Of 674 CBA performed from 2011 to 2016, 300 patients (200 male, 62.0 ± 9.9 years) met inclusion criteria. Of these, 159 (53.0%) patients had paroxysmal AF. Patients had an average of 9.5 ± 2.7 cryoballoon freezes, and no patients required additional radiofrequency ablation lesion sets. Over a follow-up of 995 ± 490 days, 77/300 (25.7%) patients exhibited VLRAF. Univariate and multivariate analyses demonstrated that Structural heart disease (1 point), Coronary artery disease (3 points), left Atrial diameter > 43 mm (1 point), Left bundle branch block (3 points), Early return of AF (4 points), and non-paroxysmal AF (3 points) were risk factors for VLRAF. Combining these variables into a risk model, SCALE-CryoAF, (min 0; max 15) predicted VLRAF with an area under the curve of 0.73.
SCALE-CryoAF is the first risk model to specifically predict first recurrence of AF beyond 1 year, VLRAF, after CBA. Model discrimination demonstrates that SCALE-CryoAF predicts VLRAF after CBA significantly better than other risk models for AF recurrence.
冷冻球囊消融(CBA)是肺静脉隔离(PVI)的有效技术。迄今为止,尚无预测 CBA 后非常晚期心房颤动(VLRAF)复发的风险模型。
对单中心数据库进行回顾性分析。纳入标准包括使用 CBA 进行无附加消融靶点的房颤(AF)的 PVI、随访时间>365 天且术后 90 至 365 天之间无 AF 复发。主要终点是 CBA 后>30 秒>12 个月的复发性 AF。使用临床变量创建风险模型。

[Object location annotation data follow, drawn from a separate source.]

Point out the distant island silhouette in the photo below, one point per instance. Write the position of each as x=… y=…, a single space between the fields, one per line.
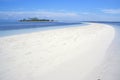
x=35 y=20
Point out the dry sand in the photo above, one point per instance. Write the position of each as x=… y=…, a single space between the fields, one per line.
x=60 y=54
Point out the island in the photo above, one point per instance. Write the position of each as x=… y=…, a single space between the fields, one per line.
x=35 y=20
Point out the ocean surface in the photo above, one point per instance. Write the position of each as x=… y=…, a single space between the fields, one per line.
x=8 y=28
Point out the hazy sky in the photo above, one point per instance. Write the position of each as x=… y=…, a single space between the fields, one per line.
x=65 y=10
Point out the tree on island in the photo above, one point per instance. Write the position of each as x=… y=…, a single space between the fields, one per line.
x=36 y=19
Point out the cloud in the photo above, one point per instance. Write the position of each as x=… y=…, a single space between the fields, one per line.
x=111 y=11
x=41 y=14
x=59 y=15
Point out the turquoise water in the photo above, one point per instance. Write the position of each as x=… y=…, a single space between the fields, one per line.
x=13 y=28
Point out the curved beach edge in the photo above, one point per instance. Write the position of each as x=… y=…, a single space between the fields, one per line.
x=61 y=54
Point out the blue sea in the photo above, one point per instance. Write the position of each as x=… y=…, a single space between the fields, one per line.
x=8 y=28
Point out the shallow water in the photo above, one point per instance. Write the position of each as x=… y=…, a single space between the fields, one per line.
x=13 y=28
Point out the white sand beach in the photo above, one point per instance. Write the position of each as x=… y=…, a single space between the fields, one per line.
x=60 y=54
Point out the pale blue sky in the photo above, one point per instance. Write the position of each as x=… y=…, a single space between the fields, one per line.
x=63 y=10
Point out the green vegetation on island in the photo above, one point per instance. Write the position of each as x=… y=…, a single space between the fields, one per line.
x=35 y=20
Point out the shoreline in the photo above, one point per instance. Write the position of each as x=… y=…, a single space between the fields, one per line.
x=55 y=54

在 2011 年至 2016 年间进行的 674 次 CBA 中,有 300 例患者(200 例男性,62.0±9.9 岁)符合纳入标准。其中,159 例(53.0%)患者为阵发性 AF。患者平均进行 9.5±2.7 次冷冻球囊冷冻,无患者需要额外的射频消融治疗。在 995±490 天的随访中,300 例患者中有 77 例(25.7%)出现 VLRAF。单因素和多因素分析表明,结构性心脏病(1 分)、冠心病(3 分)、左心房直径>43mm(1 分)、左束支传导阻滞(3 分)、AF 早期恢复(4 分)和非阵发性 AF(3 分)是 VLRAF 的危险因素。将这些变量组合成一个风险模型,SCALE-CryoAF(最小 0;最大 15)预测 CBA 后 VLRAF 的曲线下面积为 0.73。
SCALE-CryoAF 是第一个专门预测 CBA 后 1 年以上、VLRAF 的 AF 复发风险模型。模型鉴别力表明,SCALE-CryoAF 预测 CBA 后 VLRAF 的效果明显优于其他 AF 复发风险模型。